As the building surrendered to a vast cloud of dust, the crowd behind me roared and whooped. I barely heard them, holding my sides, gasping for breath, and laughing until I cried.
Hotel California
My life was a demolition site where the dust had yet to settle. I couldn’t see past the haze, but one thing was clear: I’d let the best thing to ever happen to me slip through my fingers. With Joe, my life had shape, if not structure and stability. Without him, I was rubble.
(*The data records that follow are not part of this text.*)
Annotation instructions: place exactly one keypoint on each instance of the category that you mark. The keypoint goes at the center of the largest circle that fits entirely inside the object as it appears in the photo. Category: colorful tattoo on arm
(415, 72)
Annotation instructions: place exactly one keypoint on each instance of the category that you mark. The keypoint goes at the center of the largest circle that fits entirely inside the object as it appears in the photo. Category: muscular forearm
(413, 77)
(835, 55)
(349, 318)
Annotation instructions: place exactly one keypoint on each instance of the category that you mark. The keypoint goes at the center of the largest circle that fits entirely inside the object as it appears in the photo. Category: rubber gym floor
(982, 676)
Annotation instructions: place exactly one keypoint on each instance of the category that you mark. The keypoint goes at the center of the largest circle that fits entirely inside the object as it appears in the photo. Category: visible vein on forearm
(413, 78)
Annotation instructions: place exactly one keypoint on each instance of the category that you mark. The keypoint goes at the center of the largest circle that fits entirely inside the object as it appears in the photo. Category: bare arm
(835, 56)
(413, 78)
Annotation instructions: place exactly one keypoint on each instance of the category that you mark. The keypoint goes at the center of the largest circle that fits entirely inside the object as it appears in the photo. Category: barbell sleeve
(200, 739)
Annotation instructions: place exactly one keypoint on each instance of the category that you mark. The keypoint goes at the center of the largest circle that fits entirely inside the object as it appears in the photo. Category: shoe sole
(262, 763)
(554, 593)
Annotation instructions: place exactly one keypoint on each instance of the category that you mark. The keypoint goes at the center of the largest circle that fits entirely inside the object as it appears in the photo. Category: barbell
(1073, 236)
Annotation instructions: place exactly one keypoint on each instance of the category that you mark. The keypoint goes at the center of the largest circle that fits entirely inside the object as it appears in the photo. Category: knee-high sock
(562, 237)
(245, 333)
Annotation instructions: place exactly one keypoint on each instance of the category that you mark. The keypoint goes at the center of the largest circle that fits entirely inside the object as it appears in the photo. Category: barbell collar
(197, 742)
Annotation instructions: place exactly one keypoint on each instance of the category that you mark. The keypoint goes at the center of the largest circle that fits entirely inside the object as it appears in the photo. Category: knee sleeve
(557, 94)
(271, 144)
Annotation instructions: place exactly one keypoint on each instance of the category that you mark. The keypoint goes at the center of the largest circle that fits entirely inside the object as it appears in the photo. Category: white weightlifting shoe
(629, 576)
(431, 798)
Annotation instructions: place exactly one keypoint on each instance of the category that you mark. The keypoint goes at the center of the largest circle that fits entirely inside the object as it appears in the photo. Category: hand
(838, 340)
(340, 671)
I had to win him back and pay off ten grand in debt, and neither was possible while smoking crack. My resolve was firm, and though I slipped up twice, as of 1994 I never smoked it again. I snorted coke once in a while, and when I did, would keep on till it was gone, but it wasn’t a daily or even weekly thing, by then. Out of sight, out of mind—no truer words were said. The real challenge was my drinking. Booze had always been my first love, and living in Vegas primed that pump. It was available 24/7, free in casinos, and free to me at work where it literally flowed from the tap. I did my best to rein it in, and when I failed, I would call Sid, who’d bring bumps to the club to perk me up. If he was busy, I’d call Gavin, a friend of his, who’d share his stash in the hopes of getting in my pants. I let him on occasion, as much for the company as his coke. Going home alone didn’t always appeal to me.
Nothing would get me to take Majid back, though I didn’t hold a grudge. I was no saint, after all, no stranger to blind rage and loss of control. I’d handed down one beating in life and taken five myself, all told. Aside from Joe’s attack in Denver (plus my first, in high school, by an Amazonian punk rock chick whose boyfriend I’d fucked, believing them broken up), I usually felt released afterward, with a sense of closure and freedom. I saw those who turned to violence as having a hopeless inner weakness. One that severed our connection and any sense of obligation I had to that person. What remained was a sense of superiority, overlaid with compassion and/or pity. With Joe and my mom, things were more complicated than that. But with Majid and my meth dealer, lingering emotional ties became the fastest Band-Aid yank ever.